In its press release, the Bank of Canada said (emphasis added):
Future monetary policy decisions are not predetermined and will be guided by incoming economic data . . . Given elevated household indebtedness, close attention will be paid to the sensitivity of the economy to higher interest rates.
These are curious remarks from the Bank of Canada. It seems obvious that current economic data reveals the economy to be very sensitive to higher interest rates, not just in the future, but right now. On the same day the Bank of Canada increased its interest rate, the Canadian Press reported that (emphasis added):
A new survey by the Canadian Payroll Association suggests nearly half of workers are living paycheque to paycheque due to soaring spending and debt levels.
The poll found that 47 per cent of respondents said it would be difficult to meet their financial obligations if their paycheque was delayed by even a single week.
The survey, which polled 4,766 Canadian employees between June 27 and Aug. 5, also found that 35 per cent said they feel overwhelmed by their level of debt.
According to another recent poll (emphasis added):
“Three in ten home owners say that they will be faced with financial difficulties if the value of their home goes down,” the report read. “Even if home values don’t decline in the near future; more than a quarter of Canadians (27 per cent) who have a mortgage agree that they are ‘in over their head’ with their current mortgage payments.”
“Over seventy percent of Canadians rate their ability to cope with a [one per cent] interest rate increase as less than optimal,” the report reads. “The vast majority of Canadians (77 per cent) would have difficulty absorbing an additional $130 per month in interest payments on debt.”
So, a significant percentage of Canadians are already struggling with debt, and the threshold of an additional $130 per month in interest payments has now been breached for many households. Since those poll results were announced in July, the Bank of Canada has increased its interest rate twice, and the five largest Canadian banks have increased their prime rates by a half point, from 2.7% to 3.2%. Roughly 30 per cent of Canadians have a variable-rate mortgage, and a half point increase means many of them are faced with interest payments which have already increased by more than $130 per month. Note how the banks benefit from this arrangement!
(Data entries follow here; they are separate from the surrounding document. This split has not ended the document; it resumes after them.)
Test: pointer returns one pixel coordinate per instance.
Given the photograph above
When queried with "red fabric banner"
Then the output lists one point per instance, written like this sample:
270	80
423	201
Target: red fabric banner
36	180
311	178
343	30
Information gathered from such polls and surveys certainly qualifies as economic data. This data reveals the economic activities of Canadians to be highly sensitive to higher interest rates. Since the Bank of Canada must be aware of this data, what exactly does the bank mean when it says “close attention will be paid to the sensitivity of the economy to higher interest rates”? They did not elaborate, but silence speaks volumes. The Bank of Canada simply ignores the data, which means the economic wellbeing of most Canadians does not concern the bank.
The truth is that we are subjected to a government-imposed banking-monopoly, the purpose of which is to prevent the operation of the free market in the fields of money and banking. This allows the Bank of Canada to administer monetary policy on behalf of the major commercial banks as well as the government – always to the benefit of these groups, not the general public. I have written about this elsewhere.
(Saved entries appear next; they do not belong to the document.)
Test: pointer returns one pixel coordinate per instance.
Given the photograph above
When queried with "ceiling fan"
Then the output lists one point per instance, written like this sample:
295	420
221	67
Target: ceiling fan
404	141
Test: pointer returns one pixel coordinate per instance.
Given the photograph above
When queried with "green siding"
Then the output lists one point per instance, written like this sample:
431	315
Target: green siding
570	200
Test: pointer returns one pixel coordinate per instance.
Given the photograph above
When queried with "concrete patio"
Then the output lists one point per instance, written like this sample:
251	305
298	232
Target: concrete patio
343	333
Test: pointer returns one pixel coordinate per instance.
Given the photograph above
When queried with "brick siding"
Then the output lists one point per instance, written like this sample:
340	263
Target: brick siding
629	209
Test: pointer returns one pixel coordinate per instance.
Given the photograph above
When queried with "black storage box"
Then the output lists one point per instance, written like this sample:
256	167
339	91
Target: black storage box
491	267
Banks sometimes make bad loans. Regular citizens are sometimes unable to repay loans. But who receives bailouts? If you said “the banks”, then you know the system is rigged. If you said “nobody, because everybody knows Canadian banks were not bailed out during the global financial crisis of 2008 – 2010”, then you are misinformed. Each of the large Canadian banks received a massive bailout because they were all in serious financial difficulty.
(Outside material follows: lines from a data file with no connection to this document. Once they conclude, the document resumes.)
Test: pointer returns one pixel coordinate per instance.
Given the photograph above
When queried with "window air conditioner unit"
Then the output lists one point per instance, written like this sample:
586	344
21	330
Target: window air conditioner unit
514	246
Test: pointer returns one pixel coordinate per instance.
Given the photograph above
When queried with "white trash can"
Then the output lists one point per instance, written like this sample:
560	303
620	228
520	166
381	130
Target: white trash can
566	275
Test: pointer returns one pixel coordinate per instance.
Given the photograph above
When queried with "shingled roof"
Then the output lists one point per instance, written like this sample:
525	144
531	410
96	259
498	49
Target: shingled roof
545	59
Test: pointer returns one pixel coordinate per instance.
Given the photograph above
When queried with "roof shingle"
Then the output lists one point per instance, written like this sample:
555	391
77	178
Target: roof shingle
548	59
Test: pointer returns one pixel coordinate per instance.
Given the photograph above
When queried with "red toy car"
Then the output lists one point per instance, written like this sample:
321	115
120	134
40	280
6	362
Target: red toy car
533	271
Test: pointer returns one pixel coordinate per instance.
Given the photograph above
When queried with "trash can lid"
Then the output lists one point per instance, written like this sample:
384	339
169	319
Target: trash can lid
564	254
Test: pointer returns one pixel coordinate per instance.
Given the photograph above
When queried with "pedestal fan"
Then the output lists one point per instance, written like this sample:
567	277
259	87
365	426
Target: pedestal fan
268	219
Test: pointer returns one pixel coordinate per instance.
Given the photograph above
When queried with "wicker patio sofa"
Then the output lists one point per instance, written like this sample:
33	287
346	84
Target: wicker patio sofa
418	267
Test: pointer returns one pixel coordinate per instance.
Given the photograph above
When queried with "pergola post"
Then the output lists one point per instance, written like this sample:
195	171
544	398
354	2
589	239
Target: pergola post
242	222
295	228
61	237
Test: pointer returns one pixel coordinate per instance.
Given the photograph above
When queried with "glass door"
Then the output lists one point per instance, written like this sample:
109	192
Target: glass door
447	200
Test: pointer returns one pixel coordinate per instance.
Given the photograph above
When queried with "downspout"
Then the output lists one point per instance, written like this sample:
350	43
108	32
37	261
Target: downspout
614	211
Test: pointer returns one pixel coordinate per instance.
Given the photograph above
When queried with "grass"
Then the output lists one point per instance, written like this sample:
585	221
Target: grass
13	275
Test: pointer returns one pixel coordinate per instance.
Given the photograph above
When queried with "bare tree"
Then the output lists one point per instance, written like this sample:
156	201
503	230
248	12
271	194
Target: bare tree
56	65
Interest rates are still very low, and they are likely to go higher. How high? We will have to wait and see. Moreover, personal, corporate, and government debt are already at nose-bleed levels – this is a product of the coercive banking monopoly and it is unsustainable. Because it is unsustainable, significant economic disruption lies ahead. And when loans go bad, do not expect bankers to personally absorb the losses resulting from their own foolish mistakes. By one method or another, they will be bailed out. That is the way the system will continue to operate, to the severe detriment of the public, until such time as the public withdraws its consent to the system.